SCRIPTA MANENT I
Scritti per non essere letti:
i più antichi testi in latino arcaico

Articolo a cura di Gianluca Colazzo e Mariano Rizzo

Scripta manent, ossia “ciò che è scritto rimane”: questa massima latina, tra le più note e abusate, serve a indicare come la parola scritta sia in grado di resistere allo scorrere del tempo, a differenza del dato orale, in quanto com’è altrettanto noto verba volant. Tuttavia, volendo essere sarcasticamente critici, si potrebbe affermare che anche l’informazione registrata per mezzo degli alfabeti sia in realtà ben poco resistente, poiché soggetta a interpretazioni, lacune e contaminazioni che possono stratificarsi nel corso dei secoli e adulterare l’essenza del messaggio: trattando dunque di parola scritta, c’è qualcosa che si può ritenere non volatile?
Oggi la scrittura è un mezzo di comunicazione con regole consolidate e valide a livello pressoché oggettivo; gli strumenti elettronici hanno inoltre causato un progressivo allontanamento tra lo scrivente e la materia scrittoria, che appare sempre più un prodotto artificiale, standardizzato e depersonalizzato.

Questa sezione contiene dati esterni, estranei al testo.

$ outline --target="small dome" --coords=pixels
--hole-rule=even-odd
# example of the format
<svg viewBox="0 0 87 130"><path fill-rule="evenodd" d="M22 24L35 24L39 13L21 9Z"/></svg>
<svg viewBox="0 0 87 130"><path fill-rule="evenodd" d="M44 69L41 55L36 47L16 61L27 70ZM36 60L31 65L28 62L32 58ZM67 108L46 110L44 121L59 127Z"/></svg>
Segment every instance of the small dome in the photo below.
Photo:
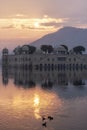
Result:
<svg viewBox="0 0 87 130"><path fill-rule="evenodd" d="M3 54L8 54L8 49L7 49L7 48L4 48L4 49L2 50L2 53L3 53Z"/></svg>
<svg viewBox="0 0 87 130"><path fill-rule="evenodd" d="M23 51L28 51L28 50L29 50L29 46L28 46L28 45L22 46L22 50L23 50Z"/></svg>

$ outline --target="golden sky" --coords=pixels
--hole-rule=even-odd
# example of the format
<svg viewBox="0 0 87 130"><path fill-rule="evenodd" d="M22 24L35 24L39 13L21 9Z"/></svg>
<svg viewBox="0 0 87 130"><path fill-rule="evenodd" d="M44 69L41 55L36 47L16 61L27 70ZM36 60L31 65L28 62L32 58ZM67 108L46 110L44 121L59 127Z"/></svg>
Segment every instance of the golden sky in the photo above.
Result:
<svg viewBox="0 0 87 130"><path fill-rule="evenodd" d="M63 26L86 28L86 12L86 0L0 0L1 46L32 42Z"/></svg>

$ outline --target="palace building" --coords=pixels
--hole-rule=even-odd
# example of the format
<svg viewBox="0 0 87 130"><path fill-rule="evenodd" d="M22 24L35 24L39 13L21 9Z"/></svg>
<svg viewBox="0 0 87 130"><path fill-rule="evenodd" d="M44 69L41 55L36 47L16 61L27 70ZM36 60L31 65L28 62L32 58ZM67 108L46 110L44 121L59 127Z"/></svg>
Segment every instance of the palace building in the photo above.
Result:
<svg viewBox="0 0 87 130"><path fill-rule="evenodd" d="M29 45L16 47L13 54L4 48L2 65L37 71L87 69L87 54L76 54L73 50L67 52L64 46L54 48L51 53L44 53L41 49L30 51Z"/></svg>

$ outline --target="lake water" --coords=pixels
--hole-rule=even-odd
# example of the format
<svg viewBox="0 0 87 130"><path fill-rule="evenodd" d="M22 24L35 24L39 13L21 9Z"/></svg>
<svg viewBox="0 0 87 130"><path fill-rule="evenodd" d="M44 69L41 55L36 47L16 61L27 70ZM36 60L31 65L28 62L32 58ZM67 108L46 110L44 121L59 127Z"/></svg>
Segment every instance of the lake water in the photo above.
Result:
<svg viewBox="0 0 87 130"><path fill-rule="evenodd" d="M0 130L87 130L87 70L1 70Z"/></svg>

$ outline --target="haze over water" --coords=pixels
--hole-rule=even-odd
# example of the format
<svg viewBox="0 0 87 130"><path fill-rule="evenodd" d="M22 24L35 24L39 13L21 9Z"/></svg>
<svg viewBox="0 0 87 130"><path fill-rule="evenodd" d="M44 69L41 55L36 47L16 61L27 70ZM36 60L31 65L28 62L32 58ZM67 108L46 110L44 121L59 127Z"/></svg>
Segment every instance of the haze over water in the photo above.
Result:
<svg viewBox="0 0 87 130"><path fill-rule="evenodd" d="M87 130L87 70L0 71L0 130L43 129Z"/></svg>

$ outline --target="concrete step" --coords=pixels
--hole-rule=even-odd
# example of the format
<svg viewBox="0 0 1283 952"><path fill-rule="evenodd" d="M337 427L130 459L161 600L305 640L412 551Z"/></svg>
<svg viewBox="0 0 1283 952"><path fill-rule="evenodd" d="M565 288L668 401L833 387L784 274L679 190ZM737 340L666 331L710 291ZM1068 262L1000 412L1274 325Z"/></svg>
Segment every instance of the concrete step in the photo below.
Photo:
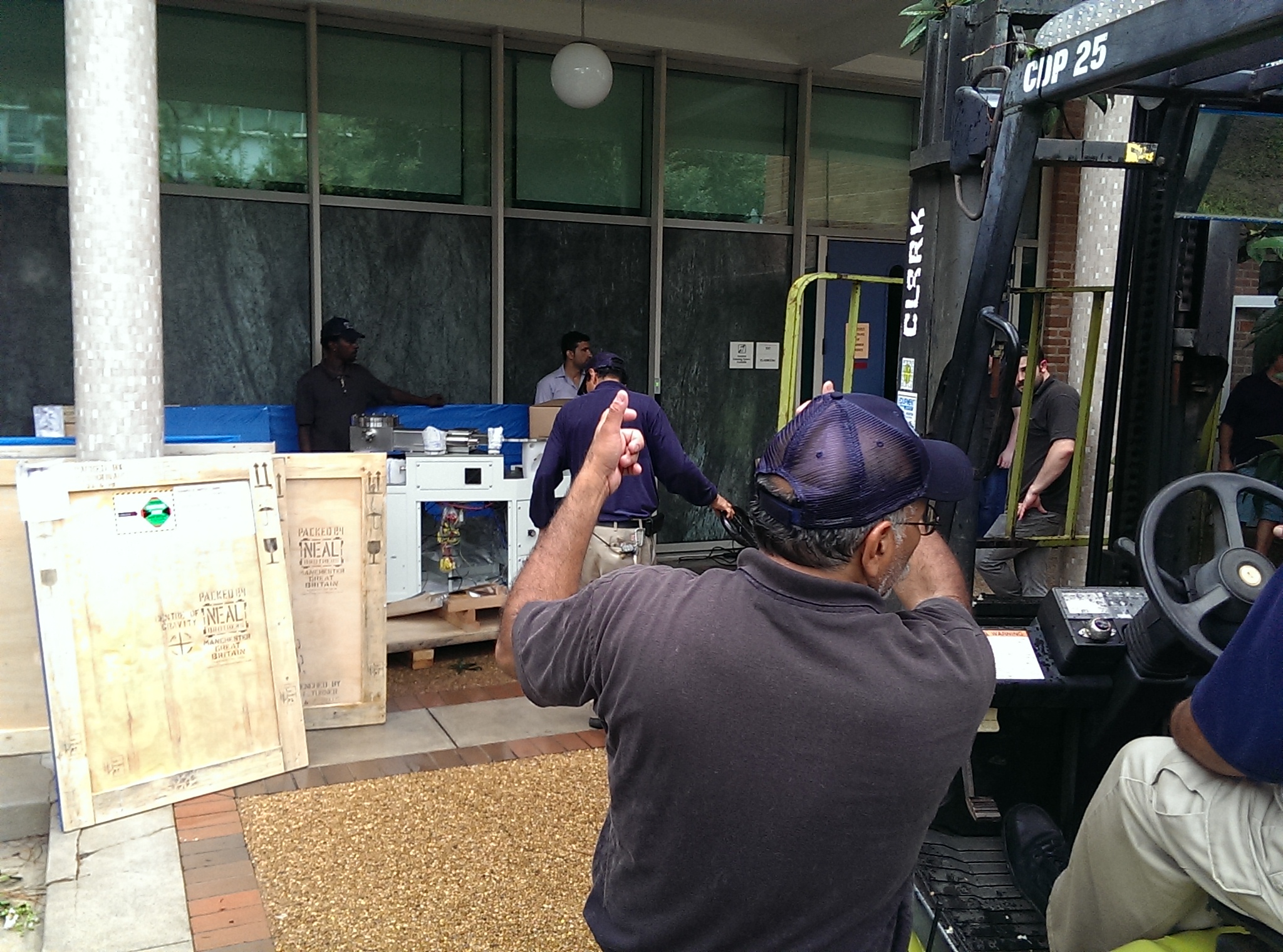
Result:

Siamo dunque portati a dimenticare che la scrittura è la summa di una serie di fenomeni storici e socio-culturali, nonché di una certa disposizione fisica e psicologica, tutti elementi che appaiono in controluce se si prende in esame la sua evoluzione storica.
Adottiamo quindi il motto Scripta manent per denominare questa serie di approfondimenti nei quali partiremo dal dato paleografico per approdare, nella maniera più agile e priva di tecnicismi possibile, ai contesti entro i quali la scrittura si è evoluta e dunque alla vicenda umana, la nostra vicenda.

Il latino arcaico
Questo articolo, come la maggior parte dei testi che vi capiterà di leggere finché rimarrete nell’Occidente contemporaneo, è stato scritto adoperando l’alfabeto latino, nelle forme che si diffusero nei territori dell’Impero tra I e V secolo d.C.; a quei tempi, però, la lingua latina e le relative forme grafiche erano già pienamente canonizzate e avevano alle spalle molti secoli di evoluzione. Se andiamo un po’ più indietro nel tempo, alla ricerca delle origini della nostra scrittura, troviamo un panorama ben diverso.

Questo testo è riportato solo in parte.